Le jour déterminant pour le calcul de l'intérêt compensatoire est le 13 avril 2010, jour d'entrée en force du jugement de divorce. Le taux de l'intérêt compensatoire payable sur le montant que doivent verser la Caisse de pension X.SA et W., Caisse de pension (soit respectivement 9'045 fr. 60 et 1'632 fr. 50) est par conséquent d'au moins 2 % l'an dès le 13 avril 2010 jusqu'au moment du transfert ou de la demeure, sous réserve d'un taux supérieur prévu par le règlement de l'institution de prévoyance.

b) Selon l'art. 7 OLP, le taux de l'intérêt moratoire correspond au taux d'intérêt minimal fixé dans la loi fédérale du 25 juin 1982 sur la prévoyance professionnelle vieillesse, survivants et invalidité (LPP, RS 831.40), augmenté de 1 pour-cent. En cas de retard de versement, un intérêt moratoire sera dû dès le 31ème jour suivant l'entrée en force du présent jugement (ATF 129 V 251 consid. 5).

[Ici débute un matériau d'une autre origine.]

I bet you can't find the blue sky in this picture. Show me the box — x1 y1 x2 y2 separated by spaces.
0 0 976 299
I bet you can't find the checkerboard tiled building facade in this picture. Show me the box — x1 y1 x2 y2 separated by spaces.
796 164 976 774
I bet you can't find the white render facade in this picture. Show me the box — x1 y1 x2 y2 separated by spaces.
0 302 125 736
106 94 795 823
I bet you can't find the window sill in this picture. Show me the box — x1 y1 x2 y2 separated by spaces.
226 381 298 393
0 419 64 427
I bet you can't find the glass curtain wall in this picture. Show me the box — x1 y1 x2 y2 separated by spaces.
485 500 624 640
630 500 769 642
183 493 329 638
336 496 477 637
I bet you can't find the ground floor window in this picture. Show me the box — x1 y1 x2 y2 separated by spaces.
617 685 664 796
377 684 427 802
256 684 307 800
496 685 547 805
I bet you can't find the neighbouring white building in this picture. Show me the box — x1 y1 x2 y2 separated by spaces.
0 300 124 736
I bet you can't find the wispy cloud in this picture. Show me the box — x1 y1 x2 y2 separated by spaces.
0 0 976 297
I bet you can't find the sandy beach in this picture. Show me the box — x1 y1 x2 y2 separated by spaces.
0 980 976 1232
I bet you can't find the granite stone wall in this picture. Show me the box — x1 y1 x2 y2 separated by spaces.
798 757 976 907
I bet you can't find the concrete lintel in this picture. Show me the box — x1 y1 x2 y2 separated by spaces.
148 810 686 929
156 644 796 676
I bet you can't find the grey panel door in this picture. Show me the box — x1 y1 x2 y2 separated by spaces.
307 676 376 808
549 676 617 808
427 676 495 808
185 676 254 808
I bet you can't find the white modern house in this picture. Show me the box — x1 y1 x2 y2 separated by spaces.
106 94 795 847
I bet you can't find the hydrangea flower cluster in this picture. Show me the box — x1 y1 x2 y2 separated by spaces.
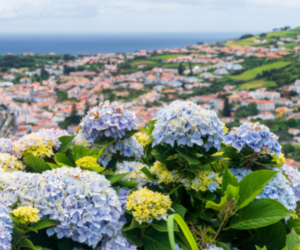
80 101 137 143
134 132 152 147
272 153 285 166
180 170 222 192
75 156 100 168
150 161 181 184
229 168 297 211
115 161 149 187
224 122 281 157
99 136 144 167
12 206 40 225
0 167 122 247
280 165 300 201
0 138 14 155
150 162 222 192
14 129 69 158
72 130 91 148
126 187 172 224
0 153 24 172
0 202 13 250
152 101 225 150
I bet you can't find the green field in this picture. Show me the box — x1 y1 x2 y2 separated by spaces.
230 61 291 82
150 54 186 60
236 80 276 90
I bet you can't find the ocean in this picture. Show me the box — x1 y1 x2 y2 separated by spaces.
0 32 248 55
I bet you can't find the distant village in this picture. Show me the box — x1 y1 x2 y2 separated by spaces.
0 30 300 167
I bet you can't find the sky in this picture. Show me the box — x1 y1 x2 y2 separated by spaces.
0 0 300 33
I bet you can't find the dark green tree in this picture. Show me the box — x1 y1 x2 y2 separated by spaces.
223 97 231 117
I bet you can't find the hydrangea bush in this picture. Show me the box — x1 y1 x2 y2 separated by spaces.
0 101 300 250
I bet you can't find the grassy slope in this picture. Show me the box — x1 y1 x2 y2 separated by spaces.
230 61 291 81
236 79 276 90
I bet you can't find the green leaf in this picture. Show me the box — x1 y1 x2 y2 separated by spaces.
205 184 240 211
119 180 139 188
144 229 171 250
216 241 230 250
122 218 144 232
286 228 299 250
151 220 179 232
124 130 139 138
70 145 89 161
141 167 158 182
171 204 187 219
57 136 75 153
253 221 286 250
80 166 105 174
176 148 200 165
106 173 128 184
54 153 73 167
46 162 62 169
229 198 292 230
57 238 78 250
151 149 169 164
23 155 50 173
238 170 278 209
26 219 60 231
255 246 267 250
168 214 198 250
286 218 300 228
94 138 117 148
13 225 26 243
187 189 216 201
19 238 35 250
222 167 239 191
138 127 152 136
125 229 145 247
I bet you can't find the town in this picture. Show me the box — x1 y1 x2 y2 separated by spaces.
0 28 300 168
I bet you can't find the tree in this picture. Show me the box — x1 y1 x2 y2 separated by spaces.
189 61 194 76
223 97 231 117
178 62 185 76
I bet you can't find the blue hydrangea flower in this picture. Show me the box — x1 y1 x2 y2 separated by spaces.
99 136 144 167
229 168 297 211
80 101 137 143
224 122 281 157
0 167 122 247
0 202 13 250
280 165 300 201
203 245 224 250
152 101 225 150
0 138 14 155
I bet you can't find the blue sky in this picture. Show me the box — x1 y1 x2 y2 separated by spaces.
0 0 300 33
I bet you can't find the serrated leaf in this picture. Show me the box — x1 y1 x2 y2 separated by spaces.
141 167 158 182
106 173 128 184
119 180 139 188
19 238 35 250
238 170 278 209
54 153 73 167
229 198 292 230
176 148 200 165
26 219 60 232
57 136 75 153
286 228 299 250
23 155 51 173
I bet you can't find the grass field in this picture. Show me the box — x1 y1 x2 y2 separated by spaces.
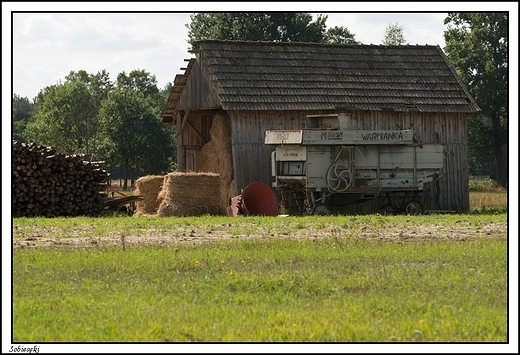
12 189 509 350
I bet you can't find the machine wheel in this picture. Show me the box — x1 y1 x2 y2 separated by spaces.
404 200 423 215
327 163 352 193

Ainsi, en cas de retard de versement, la Caisse de pension X.SA et W., Caisse de pension seront débitrices d'un intérêt moratoire d'au moins 3 % l'an dès le 31ème jour suivant l'entrée en force du présent jugement, en sus du montant à transférer augmenté de l'intérêt compensatoire, sous réserve d'un taux supérieur prévu par le règlement de l'institution de prévoyance.

Par ces motifs, le juge unique prononce :

I. Ordonne à la Caisse de pension X.SA de prélever sur le compte de libre passage ouvert au nom de Q. la somme de 9'045 fr. 60 en capital, plus un intérêt compensatoire d'au moins 2 % l'an du 13 avril 2010 jusqu'au jour du transfert ou de la demeure, et de verser ce montant en faveur d'C.________ sur le compte de libre passage ouvert auprès de la Fondation de libre passage de la Banque [...] (n° 80-533-6).

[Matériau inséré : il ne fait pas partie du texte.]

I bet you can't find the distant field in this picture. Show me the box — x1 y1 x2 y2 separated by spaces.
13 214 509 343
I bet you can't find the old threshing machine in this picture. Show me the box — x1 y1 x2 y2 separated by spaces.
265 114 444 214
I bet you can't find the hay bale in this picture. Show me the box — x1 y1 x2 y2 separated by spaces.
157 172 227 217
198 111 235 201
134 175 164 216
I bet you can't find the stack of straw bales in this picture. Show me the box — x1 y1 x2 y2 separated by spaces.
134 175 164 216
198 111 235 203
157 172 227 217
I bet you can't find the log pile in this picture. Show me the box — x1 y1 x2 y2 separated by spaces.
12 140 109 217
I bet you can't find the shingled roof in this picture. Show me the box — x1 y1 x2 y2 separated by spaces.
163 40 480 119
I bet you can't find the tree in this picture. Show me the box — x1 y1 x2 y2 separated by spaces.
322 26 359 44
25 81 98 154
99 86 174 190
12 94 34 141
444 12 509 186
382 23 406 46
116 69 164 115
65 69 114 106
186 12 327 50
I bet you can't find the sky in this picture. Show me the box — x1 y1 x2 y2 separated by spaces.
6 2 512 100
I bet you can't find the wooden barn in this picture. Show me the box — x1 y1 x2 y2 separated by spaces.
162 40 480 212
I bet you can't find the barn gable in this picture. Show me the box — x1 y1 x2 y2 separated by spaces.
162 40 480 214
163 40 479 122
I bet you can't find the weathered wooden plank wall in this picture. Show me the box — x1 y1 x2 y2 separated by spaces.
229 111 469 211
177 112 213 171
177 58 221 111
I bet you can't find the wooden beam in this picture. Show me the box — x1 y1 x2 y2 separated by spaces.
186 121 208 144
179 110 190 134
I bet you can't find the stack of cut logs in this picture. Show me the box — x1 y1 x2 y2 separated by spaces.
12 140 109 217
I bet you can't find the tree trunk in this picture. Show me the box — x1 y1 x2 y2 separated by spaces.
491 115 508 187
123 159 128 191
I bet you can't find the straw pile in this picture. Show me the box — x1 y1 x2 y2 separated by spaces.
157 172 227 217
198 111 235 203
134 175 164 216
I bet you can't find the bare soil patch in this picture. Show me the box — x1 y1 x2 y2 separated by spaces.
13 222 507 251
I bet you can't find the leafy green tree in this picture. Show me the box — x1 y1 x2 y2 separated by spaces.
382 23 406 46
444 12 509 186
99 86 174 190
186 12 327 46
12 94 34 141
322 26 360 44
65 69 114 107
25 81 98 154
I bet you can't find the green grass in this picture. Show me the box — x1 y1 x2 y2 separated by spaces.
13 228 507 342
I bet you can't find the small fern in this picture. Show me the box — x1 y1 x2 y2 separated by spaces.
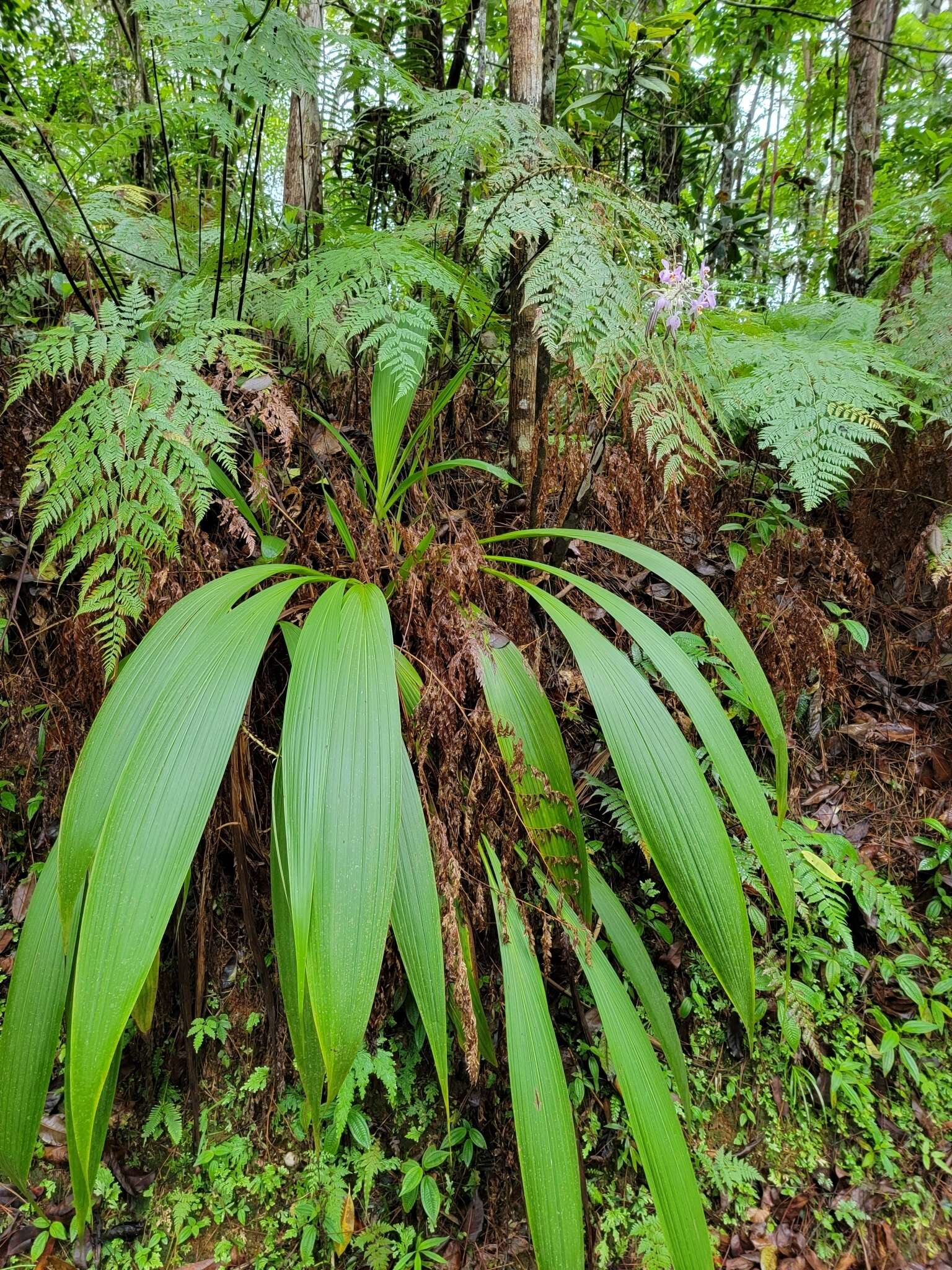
16 283 253 677
702 300 922 508
928 512 952 582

II. Ordonne à W., Caisse de pension de prélever sur le compte de libre passage ouvert au nom de Q. la somme de 1'632 fr. 50 en capital, plus un intérêt compensatoire d'au moins 2 % l'an du 13 avril 2010 jusqu'au jour du transfert ou de la demeure, et de verser ce montant en faveur d'C.________ sur le compte de libre passage ouvert auprès de la Fondation de libre passage de la Banque [...] (n° 80-533-6).

III. En cas de retard dans le transfert de la prestation de libre passage calculée comme indiqué ci-dessus, les deux caisses de pension verseront respectivement à C.________ un intérêt moratoire (d'au moins 3% l'an) sur le montant à transférer (9'045 fr. 60, respectivement 1'632 fr. 50), qui courra le cas échéant dès le 31ème jour suivant l'entrée en force du présent jugement, ou, en cas de recours au Tribunal fédéral, dès que ce tribunal aura statué définitivement sur le recours.

La juge unique : La greffière :

Du

L'arrêt qui précède est notifié à :

‑ Q., ‑ C.,

Caisse de pension X.________SA,

W.________, Caisse de pension,

Fondation de libre passage de la Banque [...],

Office fédéral des assurances sociales,

par l'envoi de photocopies.

Le présent arrêt peut faire l'objet d'un recours en matière de droit public devant le Tribunal fédéral au sens des art. 82 ss LTF (loi du 17 juin 2005 sur le Tribunal fédéral ; RS 173.110), cas échéant d'un recours constitutionnel subsidiaire au sens des art. 113 ss LTF. Ces recours doivent être déposés devant le Tribunal fédéral (Schweizerhofquai 6, 6004 Lucerne) dans les trente jours qui suivent la présente notification (art. 100 al. 1 LTF).